My brother, who works at the state Capitol, recently bought a sparkling new home in this north Sacramento subdivision. He laments that the same model he bought can now be had for approximately $100,000 less than he paid a year ago, and that the builder is throwing in free interior decoration and landscaping incentives. Still, the homes aren’t selling.

“But the building has pretty much stopped everywhere. And the builder who built our home? One step away from bankruptcy. In fact, I wouldn't be surprised to see them file for credit protection later this spring. They're on half-staff anyway. And they have so many finished homes that aren't occupied,” my brother wrote to me in an email yesterday.

On top of this, according to my brother, his other home, which he bought new nearly six years ago and is now unable to sell, is worth less today than the price he paid for it in 2002. He’s basing this on the recent sale of a neighboring home, same model as his, that listed for $15,000 less than it cost new.

A home that today can’t fetch the price it sold for new in 2002. This is astonishing, given where the market was just a few years ago.

If you need more convincing the home-building industry would benefit from a little constraint, there’s this:

The National Association of Home Builders is demanding that Congress include a provision in the economic stimulus plan that would grant a $10,000 tax credit to people who purchase newly built homes. Not existing homes. But a new home that builders can’t sell. And remember, a tax credit is worth a lot more than a tax deduction, because it is a dollar-for-dollar reimbursement from the government. The building industry wants those who buy their homes to get an extra $10,000 from the government when buyers file their tax returns next year.

Think about how unjust this would be to home owners trying to sell their existing homes in this market, and to the Realtors who represent them.

The NAHB is so desperate for this outrageously narcissistic piece of legislation, which Congress has basically laughed at, it is withholding campaign contributions to members of the House of Representatives seeking re-election.
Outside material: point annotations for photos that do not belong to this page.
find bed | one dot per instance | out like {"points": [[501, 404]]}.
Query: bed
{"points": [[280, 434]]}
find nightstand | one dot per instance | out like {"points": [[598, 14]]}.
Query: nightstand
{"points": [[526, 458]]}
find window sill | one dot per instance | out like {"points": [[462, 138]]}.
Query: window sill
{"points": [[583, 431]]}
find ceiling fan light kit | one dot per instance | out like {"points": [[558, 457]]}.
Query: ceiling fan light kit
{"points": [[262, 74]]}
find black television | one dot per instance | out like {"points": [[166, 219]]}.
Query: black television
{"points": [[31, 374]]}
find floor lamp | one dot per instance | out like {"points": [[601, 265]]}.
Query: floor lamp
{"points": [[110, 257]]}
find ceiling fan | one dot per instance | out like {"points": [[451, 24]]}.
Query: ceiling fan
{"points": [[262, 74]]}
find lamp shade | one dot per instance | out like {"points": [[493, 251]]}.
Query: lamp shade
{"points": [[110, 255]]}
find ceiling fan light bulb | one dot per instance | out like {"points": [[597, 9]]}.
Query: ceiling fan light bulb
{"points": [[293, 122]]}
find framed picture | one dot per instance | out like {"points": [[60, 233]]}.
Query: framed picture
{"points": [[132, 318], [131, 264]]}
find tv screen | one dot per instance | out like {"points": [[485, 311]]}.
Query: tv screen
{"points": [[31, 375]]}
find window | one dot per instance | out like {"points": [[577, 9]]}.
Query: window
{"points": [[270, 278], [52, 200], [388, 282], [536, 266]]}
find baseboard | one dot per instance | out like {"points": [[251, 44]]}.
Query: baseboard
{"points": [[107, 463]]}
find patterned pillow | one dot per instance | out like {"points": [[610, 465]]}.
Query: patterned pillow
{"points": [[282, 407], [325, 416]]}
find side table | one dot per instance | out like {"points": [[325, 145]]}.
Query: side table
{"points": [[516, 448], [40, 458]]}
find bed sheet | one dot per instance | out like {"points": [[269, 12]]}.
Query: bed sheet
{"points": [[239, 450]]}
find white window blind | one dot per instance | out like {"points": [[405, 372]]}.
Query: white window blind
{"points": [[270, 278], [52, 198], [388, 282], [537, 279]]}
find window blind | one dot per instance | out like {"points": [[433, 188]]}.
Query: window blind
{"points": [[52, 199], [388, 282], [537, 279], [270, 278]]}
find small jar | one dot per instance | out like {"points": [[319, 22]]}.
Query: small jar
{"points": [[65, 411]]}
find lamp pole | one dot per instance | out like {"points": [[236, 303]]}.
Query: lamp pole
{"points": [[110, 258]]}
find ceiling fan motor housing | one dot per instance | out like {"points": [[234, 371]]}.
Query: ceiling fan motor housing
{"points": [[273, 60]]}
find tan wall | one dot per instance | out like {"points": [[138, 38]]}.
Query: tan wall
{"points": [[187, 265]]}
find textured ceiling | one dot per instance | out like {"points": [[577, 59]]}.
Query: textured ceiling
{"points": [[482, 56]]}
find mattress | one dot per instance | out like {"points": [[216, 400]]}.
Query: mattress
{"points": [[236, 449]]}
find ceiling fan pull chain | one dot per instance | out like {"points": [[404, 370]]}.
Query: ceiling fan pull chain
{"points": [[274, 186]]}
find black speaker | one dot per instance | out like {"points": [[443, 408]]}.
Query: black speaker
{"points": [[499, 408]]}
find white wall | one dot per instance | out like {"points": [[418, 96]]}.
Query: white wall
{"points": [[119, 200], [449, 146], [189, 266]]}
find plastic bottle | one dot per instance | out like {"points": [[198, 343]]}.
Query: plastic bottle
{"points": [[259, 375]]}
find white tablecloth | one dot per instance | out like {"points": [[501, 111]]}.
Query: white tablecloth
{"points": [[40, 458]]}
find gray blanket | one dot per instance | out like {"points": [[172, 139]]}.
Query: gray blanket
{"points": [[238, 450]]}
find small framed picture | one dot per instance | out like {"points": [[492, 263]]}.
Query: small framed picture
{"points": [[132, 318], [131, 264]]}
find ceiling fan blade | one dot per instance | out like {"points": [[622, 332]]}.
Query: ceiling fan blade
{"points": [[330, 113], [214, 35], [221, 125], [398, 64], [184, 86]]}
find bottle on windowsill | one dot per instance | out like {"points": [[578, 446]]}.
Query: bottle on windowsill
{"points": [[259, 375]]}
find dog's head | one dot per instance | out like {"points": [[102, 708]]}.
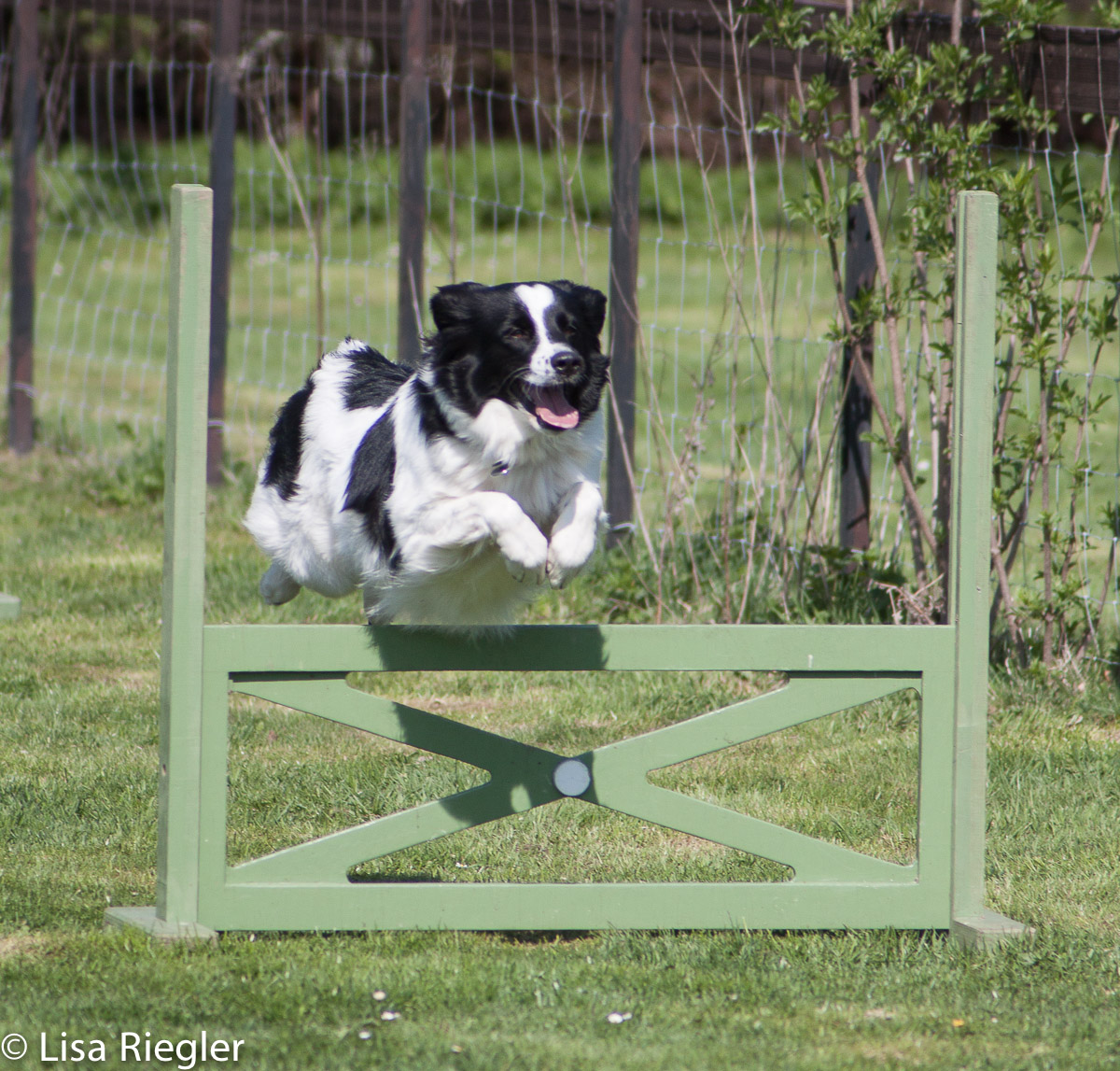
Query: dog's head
{"points": [[532, 345]]}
"The home builders have already cut their prices to subsistence levels," NAHB chief executive Jerry Howard told the San Francisco Chronicle.
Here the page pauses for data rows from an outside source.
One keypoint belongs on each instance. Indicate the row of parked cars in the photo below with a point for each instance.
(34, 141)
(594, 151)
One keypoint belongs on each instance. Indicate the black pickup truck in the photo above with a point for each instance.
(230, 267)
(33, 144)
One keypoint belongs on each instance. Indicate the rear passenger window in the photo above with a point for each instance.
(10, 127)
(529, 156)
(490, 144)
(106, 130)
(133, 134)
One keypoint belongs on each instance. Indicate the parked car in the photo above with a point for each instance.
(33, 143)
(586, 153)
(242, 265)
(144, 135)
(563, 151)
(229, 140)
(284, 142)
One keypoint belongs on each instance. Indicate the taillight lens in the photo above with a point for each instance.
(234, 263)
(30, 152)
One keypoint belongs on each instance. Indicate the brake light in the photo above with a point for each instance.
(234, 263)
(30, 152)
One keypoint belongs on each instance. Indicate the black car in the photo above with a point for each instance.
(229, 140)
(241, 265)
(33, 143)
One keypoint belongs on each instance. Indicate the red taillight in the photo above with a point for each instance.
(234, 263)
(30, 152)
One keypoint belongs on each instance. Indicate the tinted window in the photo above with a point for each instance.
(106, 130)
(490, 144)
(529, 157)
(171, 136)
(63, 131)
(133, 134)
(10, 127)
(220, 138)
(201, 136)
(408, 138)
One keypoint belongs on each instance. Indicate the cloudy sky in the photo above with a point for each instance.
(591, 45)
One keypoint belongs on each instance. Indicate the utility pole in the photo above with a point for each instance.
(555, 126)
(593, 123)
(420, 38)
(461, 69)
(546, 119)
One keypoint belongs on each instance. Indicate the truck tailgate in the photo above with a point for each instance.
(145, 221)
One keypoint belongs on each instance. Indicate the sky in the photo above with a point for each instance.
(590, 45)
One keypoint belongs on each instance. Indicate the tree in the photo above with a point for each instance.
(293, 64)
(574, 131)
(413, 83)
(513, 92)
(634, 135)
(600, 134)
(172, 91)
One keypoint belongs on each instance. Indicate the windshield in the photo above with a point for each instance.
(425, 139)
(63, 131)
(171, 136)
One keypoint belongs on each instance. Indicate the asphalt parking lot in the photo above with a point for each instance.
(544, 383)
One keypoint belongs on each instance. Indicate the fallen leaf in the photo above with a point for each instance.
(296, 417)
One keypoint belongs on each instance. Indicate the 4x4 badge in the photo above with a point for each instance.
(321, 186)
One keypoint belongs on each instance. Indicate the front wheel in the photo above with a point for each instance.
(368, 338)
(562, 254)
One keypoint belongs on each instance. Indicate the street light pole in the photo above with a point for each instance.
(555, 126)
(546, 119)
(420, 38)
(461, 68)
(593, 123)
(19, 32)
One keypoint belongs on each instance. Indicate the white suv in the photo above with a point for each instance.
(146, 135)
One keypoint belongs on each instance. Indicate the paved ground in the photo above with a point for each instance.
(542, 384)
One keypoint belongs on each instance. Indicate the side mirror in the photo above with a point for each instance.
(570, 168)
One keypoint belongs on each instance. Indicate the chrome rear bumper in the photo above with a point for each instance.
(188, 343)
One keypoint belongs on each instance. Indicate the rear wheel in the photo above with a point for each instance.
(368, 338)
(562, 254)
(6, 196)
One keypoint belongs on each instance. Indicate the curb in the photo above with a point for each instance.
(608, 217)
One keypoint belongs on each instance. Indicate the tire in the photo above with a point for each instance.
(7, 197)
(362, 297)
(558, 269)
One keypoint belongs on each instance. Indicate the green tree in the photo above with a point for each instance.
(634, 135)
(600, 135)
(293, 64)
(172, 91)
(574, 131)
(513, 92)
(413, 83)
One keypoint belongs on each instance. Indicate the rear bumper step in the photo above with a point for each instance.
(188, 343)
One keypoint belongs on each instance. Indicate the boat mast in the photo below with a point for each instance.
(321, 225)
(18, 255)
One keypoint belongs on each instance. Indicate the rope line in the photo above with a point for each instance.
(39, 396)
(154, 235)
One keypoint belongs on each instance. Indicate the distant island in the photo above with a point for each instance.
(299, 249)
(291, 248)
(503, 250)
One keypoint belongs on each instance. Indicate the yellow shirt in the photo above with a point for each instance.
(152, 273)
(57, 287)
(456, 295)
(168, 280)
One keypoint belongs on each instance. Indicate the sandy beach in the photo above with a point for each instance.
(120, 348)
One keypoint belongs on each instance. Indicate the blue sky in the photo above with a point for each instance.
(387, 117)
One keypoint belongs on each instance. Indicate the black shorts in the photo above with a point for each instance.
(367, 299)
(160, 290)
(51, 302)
The local home-builder lobbying groups complain incessantly, and have for years, about being held in check by county government regulators. But if you know people involved in local real estate circles, you know about the glut of homes on the local market that just won’t sell, and aren’t likely to anytime soon.
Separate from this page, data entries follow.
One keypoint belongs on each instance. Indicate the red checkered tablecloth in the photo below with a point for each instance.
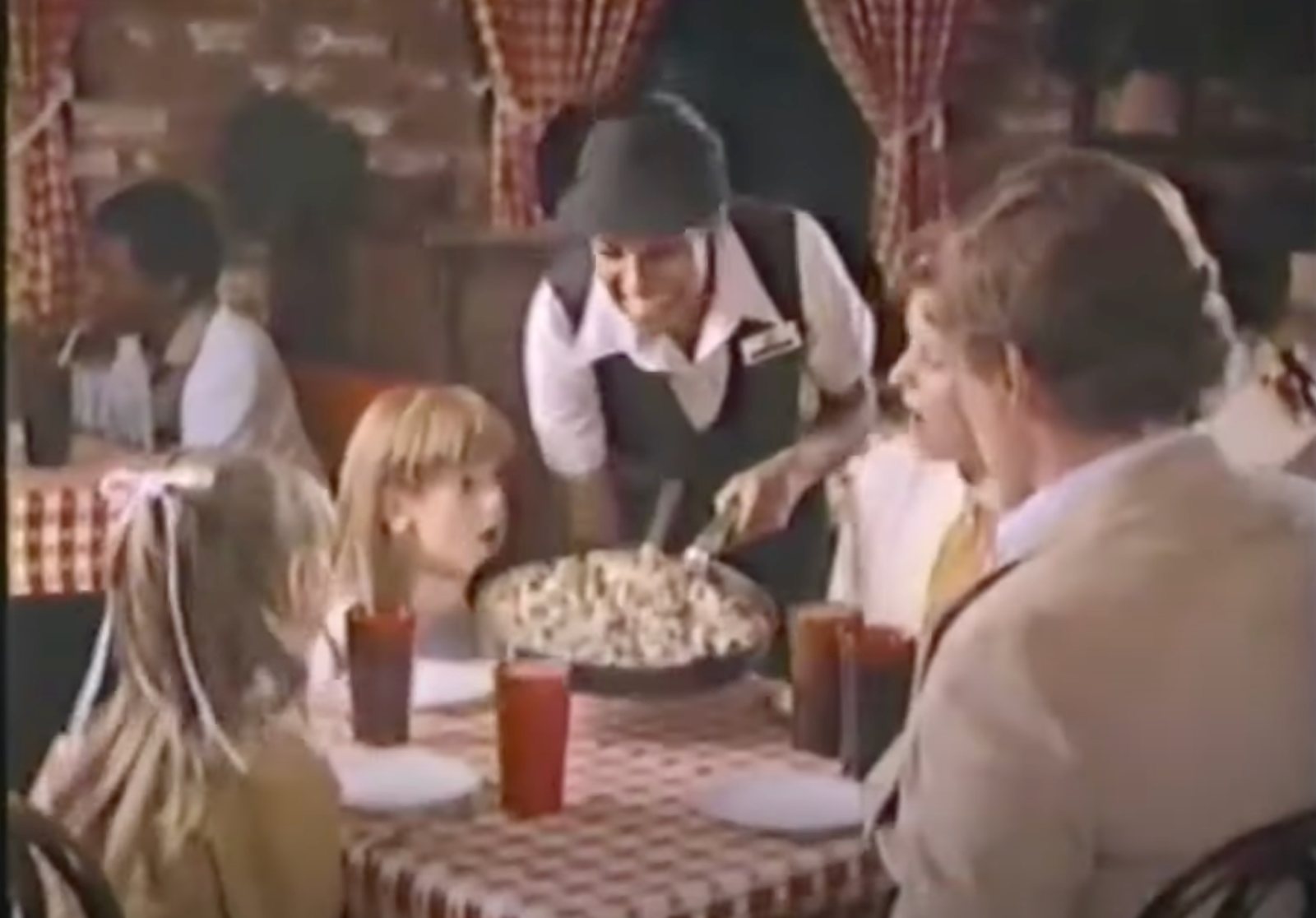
(627, 845)
(58, 521)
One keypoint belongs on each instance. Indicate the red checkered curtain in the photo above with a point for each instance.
(894, 58)
(544, 55)
(41, 257)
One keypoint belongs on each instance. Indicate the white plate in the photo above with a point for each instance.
(401, 779)
(441, 684)
(783, 803)
(451, 684)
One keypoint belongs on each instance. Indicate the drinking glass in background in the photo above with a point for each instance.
(875, 679)
(381, 658)
(533, 700)
(815, 675)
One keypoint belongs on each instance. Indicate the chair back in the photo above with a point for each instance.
(35, 838)
(331, 401)
(1239, 878)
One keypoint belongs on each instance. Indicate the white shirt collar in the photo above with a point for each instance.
(1024, 531)
(737, 296)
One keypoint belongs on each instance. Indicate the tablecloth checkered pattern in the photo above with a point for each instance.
(627, 846)
(57, 540)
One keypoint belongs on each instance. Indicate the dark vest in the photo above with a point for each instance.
(651, 438)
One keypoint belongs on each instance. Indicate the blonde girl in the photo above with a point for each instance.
(421, 509)
(194, 783)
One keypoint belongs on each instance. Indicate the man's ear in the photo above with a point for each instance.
(1020, 382)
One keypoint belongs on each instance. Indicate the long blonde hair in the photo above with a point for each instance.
(217, 570)
(405, 439)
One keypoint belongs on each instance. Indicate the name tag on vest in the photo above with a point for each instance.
(776, 341)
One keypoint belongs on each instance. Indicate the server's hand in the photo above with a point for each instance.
(765, 496)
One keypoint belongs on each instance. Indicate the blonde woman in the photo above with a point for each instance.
(421, 509)
(195, 784)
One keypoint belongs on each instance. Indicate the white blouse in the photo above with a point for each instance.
(894, 512)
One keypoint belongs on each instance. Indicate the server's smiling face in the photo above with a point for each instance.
(656, 281)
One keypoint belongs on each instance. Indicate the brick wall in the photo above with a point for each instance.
(158, 78)
(432, 292)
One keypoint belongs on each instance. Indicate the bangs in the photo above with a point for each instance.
(411, 434)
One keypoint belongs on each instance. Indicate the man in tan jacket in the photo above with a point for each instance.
(1140, 684)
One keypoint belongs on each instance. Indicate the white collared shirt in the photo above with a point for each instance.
(234, 391)
(894, 517)
(1023, 531)
(561, 390)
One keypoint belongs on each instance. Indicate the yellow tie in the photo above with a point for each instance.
(962, 560)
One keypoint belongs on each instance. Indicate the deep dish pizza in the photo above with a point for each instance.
(622, 610)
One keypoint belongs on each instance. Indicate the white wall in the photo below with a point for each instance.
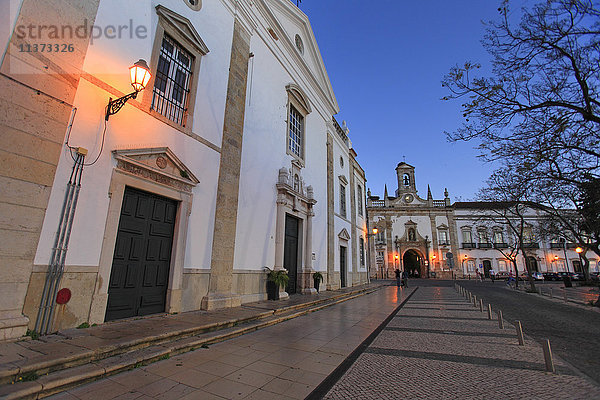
(133, 128)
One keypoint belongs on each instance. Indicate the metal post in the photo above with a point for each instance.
(520, 333)
(548, 357)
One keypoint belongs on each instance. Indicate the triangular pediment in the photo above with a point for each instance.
(160, 160)
(344, 235)
(183, 26)
(287, 21)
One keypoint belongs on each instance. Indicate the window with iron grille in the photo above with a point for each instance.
(296, 132)
(172, 82)
(343, 201)
(362, 251)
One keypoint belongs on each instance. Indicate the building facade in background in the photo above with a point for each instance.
(439, 239)
(228, 163)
Imagine if local developers had been able to steamroll county officials and got their way, building unchecked, and right now there were hundreds, perhaps thousands, of additional new homes on the local market? With the exception of Danco – which is in a league of its own – how many local home builders would be over-extended right now, bankrupt or about to be?

Though the resistance within the County Community Development Services Department to opening up natural resource lands for housing development comes from a desire to prevent the urban sprawl that has ruined other once-pastoral Northern California counties, perhaps an unintended benefit has been to protect developers from themselves.

Comments

Great point. But I doubt Kirk Girard will get a thank you card any time soon.

his other home, which he bought new nearly six years ago and is now unable to sell, is worth less today than the price he paid for it in 2002.

Ouch. That's bad.

I just love it when someone who bought a home in 2002, and then used the equity to buy ANOTHER home in 2006, is now whining that the market is hurting them. Just think how many people could not enter the housing market because of market speculators exactly like this poor sap. I have absolutely no sympathy. The Community Development Department is not responsible for the housing crisis. Legislation intended to encourage the "flipping" of homes, irresponsible private developers, and speculators are all to blame.

Well, I'd hardly call my brother a speculator or home flipper. He lived in the first home for five years. He and his wife are prolific backyard gardeners. He's the founder and president of an heirloom tomato club in Sac. They decided to take the plunge on a new home because this particular lot has a huge backyard with a great exposure. His intention was to to sell his old home. But it hit the market just at the time everything went south. Rather than take a loss, he found a good renter and will ride it out for a few more years.

Corrections happen all the time in markets andrew. this is just another one. the weak get weeded out. same thing here, you'll see the over-extended ones fall apart and the good ones pick up the pieces.

Sorry Andrew, regardless of how genteel his hobbies are, your brother IS a speculator. He bought on the speculation of selling his old house at a profit.

And now he's collecting rent, anticipating future appreciation. That's speculating too. And BTW, he's making his old neighborhood less owner occupied.

Do you feel that a neighborhood with a lot of renters is desirable for an owner to live in? Would you feel a landlord renting out next door was making a positive contribution to your neighborhood stability?